I believe only KVM_AMD_SEV is required to enable the KVM support to run
SEV and SEV-ES guests. The AMD_MEM_ENCRYPT_ACTIVE_BY_DEFAULT setting is
only used to determine whether to enable the KVM SEV/SEV-ES support by
default on module load.
Thanks,
Tom
>
> A dedicated Kconfig also makes it easier to understand exactly what is
> and isn't support in a given configuration.
>
> Opportunistically update the AMD_MEM_ENCRYPT help text to note that it
> also enables support for SEV guests.
>
> Cc: Tom Lendacky <thomas.lendacky@....com>
> Cc: Brijesh Singh <brijesh.singh@....com>
> Signed-off-by: Sean Christopherson <seanjc@...gle.com>
> ---
>
> Tested everything except an actual SEV-ES guest, I don't yet have a
> workflow for testing those.
>
> arch/x86/Kconfig | 13 ++++++++++++-
> arch/x86/boot/compressed/Makefile | 2 +-
> arch/x86/boot/compressed/idt_64.c | 7 ++++---
> arch/x86/boot/compressed/idt_handlers_64.S | 2 +-
> arch/x86/boot/compressed/misc.h | 5 ++++-
> arch/x86/entry/entry_64.S | 2 +-
> arch/x86/include/asm/idtentry.h | 2 +-
> arch/x86/include/asm/mem_encrypt.h | 12 ++++++++----
> arch/x86/include/asm/realmode.h | 4 ++--
> arch/x86/include/asm/sev-es.h | 2 +-
> arch/x86/kernel/Makefile | 2 +-
> arch/x86/kernel/head64.c | 6 +++---
> arch/x86/kernel/head_64.S | 6 +++---
> arch/x86/kernel/idt.c | 2 +-
> arch/x86/kernel/kvm.c | 4 ++--
> arch/x86/mm/mem_encrypt.c | 2 ++
> arch/x86/realmode/rm/header.S | 2 +-
> arch/x86/realmode/rm/trampoline_64.S | 4 ++--
> 18 files changed, 50 insertions(+), 29 deletions(-)
>
> diff --git a/arch/x86/Kconfig b/arch/x86/Kconfig
> index 21f851179ff0..5f03e6313113 100644
> --- a/arch/x86/Kconfig
> +++ b/arch/x86/Kconfig
> @@ -1527,12 +1527,14 @@ config AMD_MEM_ENCRYPT
> select DYNAMIC_PHYSICAL_MASK
> select ARCH_USE_MEMREMAP_PROT
> select ARCH_HAS_FORCE_DMA_UNENCRYPTED
> - select INSTRUCTION_DECODER
> help
> Say yes to enable support for the encryption of system memory.

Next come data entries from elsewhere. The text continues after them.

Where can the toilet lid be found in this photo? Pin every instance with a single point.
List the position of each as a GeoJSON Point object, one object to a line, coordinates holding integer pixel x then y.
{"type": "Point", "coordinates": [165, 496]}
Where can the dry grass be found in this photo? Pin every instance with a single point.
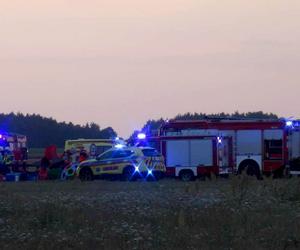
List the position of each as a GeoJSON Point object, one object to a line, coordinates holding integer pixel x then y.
{"type": "Point", "coordinates": [240, 213]}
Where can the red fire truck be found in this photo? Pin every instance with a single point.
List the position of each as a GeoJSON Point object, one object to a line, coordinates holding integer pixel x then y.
{"type": "Point", "coordinates": [224, 146]}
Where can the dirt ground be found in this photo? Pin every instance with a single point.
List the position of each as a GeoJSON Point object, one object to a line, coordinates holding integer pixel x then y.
{"type": "Point", "coordinates": [239, 213]}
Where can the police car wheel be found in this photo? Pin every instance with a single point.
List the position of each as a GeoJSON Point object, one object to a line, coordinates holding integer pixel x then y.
{"type": "Point", "coordinates": [186, 175]}
{"type": "Point", "coordinates": [86, 175]}
{"type": "Point", "coordinates": [128, 174]}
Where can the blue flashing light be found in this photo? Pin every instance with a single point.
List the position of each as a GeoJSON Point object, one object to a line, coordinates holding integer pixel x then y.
{"type": "Point", "coordinates": [289, 123]}
{"type": "Point", "coordinates": [141, 136]}
{"type": "Point", "coordinates": [119, 146]}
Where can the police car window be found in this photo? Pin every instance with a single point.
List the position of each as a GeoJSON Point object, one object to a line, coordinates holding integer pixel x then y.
{"type": "Point", "coordinates": [151, 152]}
{"type": "Point", "coordinates": [122, 153]}
{"type": "Point", "coordinates": [107, 155]}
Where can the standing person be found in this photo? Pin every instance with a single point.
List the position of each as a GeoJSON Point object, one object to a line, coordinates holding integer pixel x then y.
{"type": "Point", "coordinates": [43, 171]}
{"type": "Point", "coordinates": [83, 156]}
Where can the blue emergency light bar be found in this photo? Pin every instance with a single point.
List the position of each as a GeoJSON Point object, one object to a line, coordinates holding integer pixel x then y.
{"type": "Point", "coordinates": [141, 136]}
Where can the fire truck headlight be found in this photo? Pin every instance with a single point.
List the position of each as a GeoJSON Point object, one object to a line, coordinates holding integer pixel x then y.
{"type": "Point", "coordinates": [119, 146]}
{"type": "Point", "coordinates": [289, 123]}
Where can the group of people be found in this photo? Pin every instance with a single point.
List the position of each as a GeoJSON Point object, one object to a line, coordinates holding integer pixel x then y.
{"type": "Point", "coordinates": [64, 166]}
{"type": "Point", "coordinates": [6, 161]}
{"type": "Point", "coordinates": [51, 165]}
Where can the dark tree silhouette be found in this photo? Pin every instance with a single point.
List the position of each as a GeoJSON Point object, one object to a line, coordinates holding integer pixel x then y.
{"type": "Point", "coordinates": [42, 131]}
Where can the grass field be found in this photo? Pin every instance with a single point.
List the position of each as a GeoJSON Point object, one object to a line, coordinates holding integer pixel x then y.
{"type": "Point", "coordinates": [240, 213]}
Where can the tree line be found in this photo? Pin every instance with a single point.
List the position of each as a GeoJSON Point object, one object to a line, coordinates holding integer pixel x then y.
{"type": "Point", "coordinates": [42, 132]}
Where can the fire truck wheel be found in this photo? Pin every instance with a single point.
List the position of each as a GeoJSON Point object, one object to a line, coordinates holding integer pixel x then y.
{"type": "Point", "coordinates": [128, 174]}
{"type": "Point", "coordinates": [251, 168]}
{"type": "Point", "coordinates": [86, 174]}
{"type": "Point", "coordinates": [186, 175]}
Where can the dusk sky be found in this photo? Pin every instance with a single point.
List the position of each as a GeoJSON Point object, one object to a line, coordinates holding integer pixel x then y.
{"type": "Point", "coordinates": [121, 62]}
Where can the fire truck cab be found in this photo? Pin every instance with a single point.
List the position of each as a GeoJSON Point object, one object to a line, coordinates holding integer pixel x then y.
{"type": "Point", "coordinates": [221, 147]}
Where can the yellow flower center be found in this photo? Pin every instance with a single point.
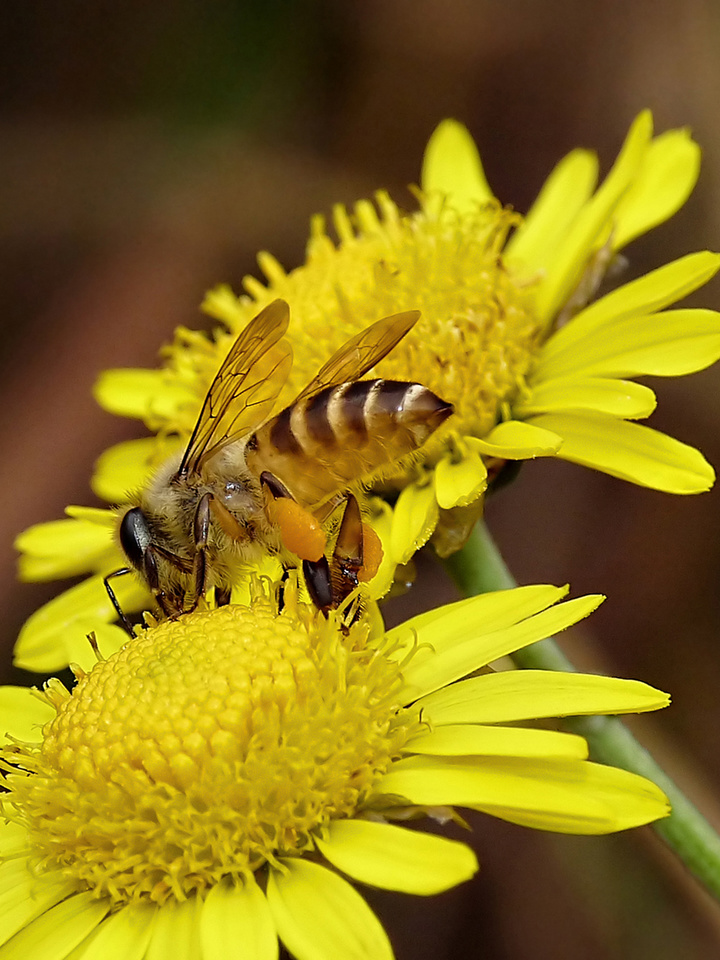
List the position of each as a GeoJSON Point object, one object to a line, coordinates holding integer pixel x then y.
{"type": "Point", "coordinates": [477, 334]}
{"type": "Point", "coordinates": [206, 748]}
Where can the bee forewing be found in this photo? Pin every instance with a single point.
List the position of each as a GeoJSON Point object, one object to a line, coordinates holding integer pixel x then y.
{"type": "Point", "coordinates": [362, 352]}
{"type": "Point", "coordinates": [245, 387]}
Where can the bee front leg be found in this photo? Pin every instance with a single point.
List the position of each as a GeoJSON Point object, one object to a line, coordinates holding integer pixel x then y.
{"type": "Point", "coordinates": [127, 626]}
{"type": "Point", "coordinates": [152, 575]}
{"type": "Point", "coordinates": [201, 530]}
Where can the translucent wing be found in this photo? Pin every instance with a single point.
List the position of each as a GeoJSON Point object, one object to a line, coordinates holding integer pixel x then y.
{"type": "Point", "coordinates": [317, 465]}
{"type": "Point", "coordinates": [245, 387]}
{"type": "Point", "coordinates": [362, 352]}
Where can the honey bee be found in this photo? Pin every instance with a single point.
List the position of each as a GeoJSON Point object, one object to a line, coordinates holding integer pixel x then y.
{"type": "Point", "coordinates": [246, 484]}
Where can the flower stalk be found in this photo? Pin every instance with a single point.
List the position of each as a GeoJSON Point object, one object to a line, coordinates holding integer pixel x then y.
{"type": "Point", "coordinates": [479, 568]}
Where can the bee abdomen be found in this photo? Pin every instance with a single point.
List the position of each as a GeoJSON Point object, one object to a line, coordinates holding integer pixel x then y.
{"type": "Point", "coordinates": [355, 412]}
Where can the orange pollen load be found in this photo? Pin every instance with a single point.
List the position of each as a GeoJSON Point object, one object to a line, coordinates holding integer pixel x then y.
{"type": "Point", "coordinates": [372, 554]}
{"type": "Point", "coordinates": [300, 530]}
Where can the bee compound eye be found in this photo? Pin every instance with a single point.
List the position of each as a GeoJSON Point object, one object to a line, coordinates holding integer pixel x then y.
{"type": "Point", "coordinates": [135, 536]}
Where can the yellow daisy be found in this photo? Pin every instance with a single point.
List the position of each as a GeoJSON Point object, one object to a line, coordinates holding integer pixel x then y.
{"type": "Point", "coordinates": [218, 783]}
{"type": "Point", "coordinates": [505, 335]}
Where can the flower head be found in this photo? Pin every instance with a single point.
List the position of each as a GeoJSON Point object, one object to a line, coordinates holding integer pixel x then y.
{"type": "Point", "coordinates": [509, 334]}
{"type": "Point", "coordinates": [218, 777]}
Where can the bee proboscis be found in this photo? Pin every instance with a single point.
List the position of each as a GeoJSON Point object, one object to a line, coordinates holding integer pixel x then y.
{"type": "Point", "coordinates": [246, 484]}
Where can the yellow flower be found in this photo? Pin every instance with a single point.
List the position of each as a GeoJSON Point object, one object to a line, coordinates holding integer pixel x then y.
{"type": "Point", "coordinates": [214, 782]}
{"type": "Point", "coordinates": [505, 335]}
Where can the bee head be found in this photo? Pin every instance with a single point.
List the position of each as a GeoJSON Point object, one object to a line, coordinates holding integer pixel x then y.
{"type": "Point", "coordinates": [135, 536]}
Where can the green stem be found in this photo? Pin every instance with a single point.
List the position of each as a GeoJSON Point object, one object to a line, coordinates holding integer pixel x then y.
{"type": "Point", "coordinates": [478, 568]}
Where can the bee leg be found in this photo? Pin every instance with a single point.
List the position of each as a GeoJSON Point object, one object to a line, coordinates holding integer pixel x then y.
{"type": "Point", "coordinates": [222, 596]}
{"type": "Point", "coordinates": [280, 590]}
{"type": "Point", "coordinates": [127, 626]}
{"type": "Point", "coordinates": [274, 486]}
{"type": "Point", "coordinates": [319, 583]}
{"type": "Point", "coordinates": [201, 529]}
{"type": "Point", "coordinates": [347, 557]}
{"type": "Point", "coordinates": [152, 576]}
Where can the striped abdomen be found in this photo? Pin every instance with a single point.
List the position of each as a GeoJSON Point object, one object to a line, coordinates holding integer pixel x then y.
{"type": "Point", "coordinates": [343, 434]}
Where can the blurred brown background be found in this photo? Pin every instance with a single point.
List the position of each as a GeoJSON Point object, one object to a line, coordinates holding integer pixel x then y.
{"type": "Point", "coordinates": [147, 151]}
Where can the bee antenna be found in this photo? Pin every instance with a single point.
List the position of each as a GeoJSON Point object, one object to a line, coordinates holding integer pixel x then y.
{"type": "Point", "coordinates": [127, 626]}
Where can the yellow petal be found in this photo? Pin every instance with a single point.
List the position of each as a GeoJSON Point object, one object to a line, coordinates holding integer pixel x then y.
{"type": "Point", "coordinates": [22, 714]}
{"type": "Point", "coordinates": [630, 451]}
{"type": "Point", "coordinates": [63, 548]}
{"type": "Point", "coordinates": [516, 440]}
{"type": "Point", "coordinates": [146, 395]}
{"type": "Point", "coordinates": [494, 610]}
{"type": "Point", "coordinates": [452, 168]}
{"type": "Point", "coordinates": [562, 197]}
{"type": "Point", "coordinates": [414, 519]}
{"type": "Point", "coordinates": [125, 935]}
{"type": "Point", "coordinates": [23, 899]}
{"type": "Point", "coordinates": [666, 179]}
{"type": "Point", "coordinates": [99, 516]}
{"type": "Point", "coordinates": [457, 652]}
{"type": "Point", "coordinates": [54, 934]}
{"type": "Point", "coordinates": [176, 934]}
{"type": "Point", "coordinates": [648, 294]}
{"type": "Point", "coordinates": [49, 634]}
{"type": "Point", "coordinates": [567, 796]}
{"type": "Point", "coordinates": [667, 344]}
{"type": "Point", "coordinates": [319, 916]}
{"type": "Point", "coordinates": [591, 227]}
{"type": "Point", "coordinates": [13, 844]}
{"type": "Point", "coordinates": [233, 915]}
{"type": "Point", "coordinates": [618, 398]}
{"type": "Point", "coordinates": [391, 857]}
{"type": "Point", "coordinates": [533, 694]}
{"type": "Point", "coordinates": [459, 483]}
{"type": "Point", "coordinates": [466, 739]}
{"type": "Point", "coordinates": [124, 467]}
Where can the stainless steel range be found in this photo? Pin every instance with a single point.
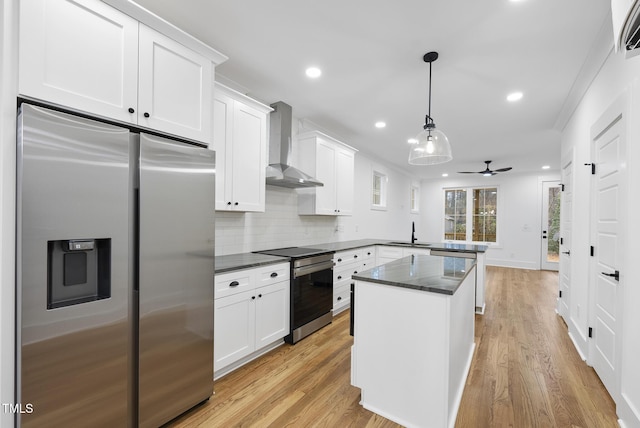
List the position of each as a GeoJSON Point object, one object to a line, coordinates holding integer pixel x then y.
{"type": "Point", "coordinates": [311, 289]}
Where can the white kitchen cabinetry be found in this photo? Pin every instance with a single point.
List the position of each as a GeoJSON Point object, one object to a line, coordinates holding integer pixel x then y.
{"type": "Point", "coordinates": [348, 263]}
{"type": "Point", "coordinates": [240, 142]}
{"type": "Point", "coordinates": [87, 56]}
{"type": "Point", "coordinates": [332, 163]}
{"type": "Point", "coordinates": [386, 254]}
{"type": "Point", "coordinates": [251, 313]}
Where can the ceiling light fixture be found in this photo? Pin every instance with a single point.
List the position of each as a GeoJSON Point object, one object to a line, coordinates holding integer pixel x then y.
{"type": "Point", "coordinates": [313, 72]}
{"type": "Point", "coordinates": [514, 96]}
{"type": "Point", "coordinates": [432, 146]}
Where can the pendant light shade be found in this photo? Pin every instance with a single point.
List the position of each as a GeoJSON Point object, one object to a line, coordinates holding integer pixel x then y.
{"type": "Point", "coordinates": [432, 146]}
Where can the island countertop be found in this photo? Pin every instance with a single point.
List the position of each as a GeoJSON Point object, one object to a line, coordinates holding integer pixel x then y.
{"type": "Point", "coordinates": [434, 274]}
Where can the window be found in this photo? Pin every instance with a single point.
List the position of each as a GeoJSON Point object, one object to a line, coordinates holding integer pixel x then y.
{"type": "Point", "coordinates": [379, 191]}
{"type": "Point", "coordinates": [415, 198]}
{"type": "Point", "coordinates": [455, 214]}
{"type": "Point", "coordinates": [478, 224]}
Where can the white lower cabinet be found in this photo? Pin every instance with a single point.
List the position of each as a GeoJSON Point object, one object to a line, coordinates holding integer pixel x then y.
{"type": "Point", "coordinates": [251, 313]}
{"type": "Point", "coordinates": [348, 263]}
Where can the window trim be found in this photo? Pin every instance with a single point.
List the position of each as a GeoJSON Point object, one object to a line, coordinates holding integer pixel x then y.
{"type": "Point", "coordinates": [469, 214]}
{"type": "Point", "coordinates": [384, 186]}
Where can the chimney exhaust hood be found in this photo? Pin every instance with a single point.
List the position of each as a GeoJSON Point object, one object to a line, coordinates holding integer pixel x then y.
{"type": "Point", "coordinates": [280, 172]}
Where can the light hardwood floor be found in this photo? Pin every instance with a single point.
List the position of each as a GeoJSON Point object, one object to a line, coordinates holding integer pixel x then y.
{"type": "Point", "coordinates": [525, 373]}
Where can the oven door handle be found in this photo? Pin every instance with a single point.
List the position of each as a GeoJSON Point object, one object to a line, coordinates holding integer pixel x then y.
{"type": "Point", "coordinates": [305, 270]}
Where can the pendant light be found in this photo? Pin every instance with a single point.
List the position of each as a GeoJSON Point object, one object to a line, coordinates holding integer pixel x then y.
{"type": "Point", "coordinates": [432, 146]}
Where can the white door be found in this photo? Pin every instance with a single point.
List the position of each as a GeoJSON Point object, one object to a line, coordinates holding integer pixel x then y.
{"type": "Point", "coordinates": [248, 158]}
{"type": "Point", "coordinates": [608, 155]}
{"type": "Point", "coordinates": [234, 328]}
{"type": "Point", "coordinates": [174, 87]}
{"type": "Point", "coordinates": [272, 313]}
{"type": "Point", "coordinates": [550, 253]}
{"type": "Point", "coordinates": [566, 226]}
{"type": "Point", "coordinates": [80, 54]}
{"type": "Point", "coordinates": [326, 174]}
{"type": "Point", "coordinates": [344, 181]}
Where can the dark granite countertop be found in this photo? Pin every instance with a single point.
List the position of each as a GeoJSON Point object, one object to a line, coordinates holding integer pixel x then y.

> This requires an AMD processor that supports Secure Memory
> Encryption (SME).
>
> + This also enables support for running as a Secure Encrypted
> + Virtualization (SEV) guest.
> +
> config AMD_MEM_ENCRYPT_ACTIVE_BY_DEFAULT
> bool "Activate AMD Secure Memory Encryption (SME) by default"
> default y
> @@ -1547,6 +1549,15 @@ config AMD_MEM_ENCRYPT_ACTIVE_BY_DEFAULT
> If set to N, then the encryption of system memory can be
> activated with the mem_encrypt=on command line option.
>
> +config AMD_SEV_ES_GUEST
> + bool "AMD Secure Encrypted Virtualization - Encrypted State (SEV-ES) Guest support"
> + depends on AMD_MEM_ENCRYPT
> + select INSTRUCTION_DECODER
> + help
> + Enable support for running as a Secure Encrypted Virtualization -
> + Encrypted State (SEV-ES) Guest. This enables SEV-ES boot protocol
> + changes, #VC handling, SEV-ES specific hypercalls, etc...
> +
> # Common NUMA Features
> config NUMA
> bool "NUMA Memory Allocation and Scheduler Support"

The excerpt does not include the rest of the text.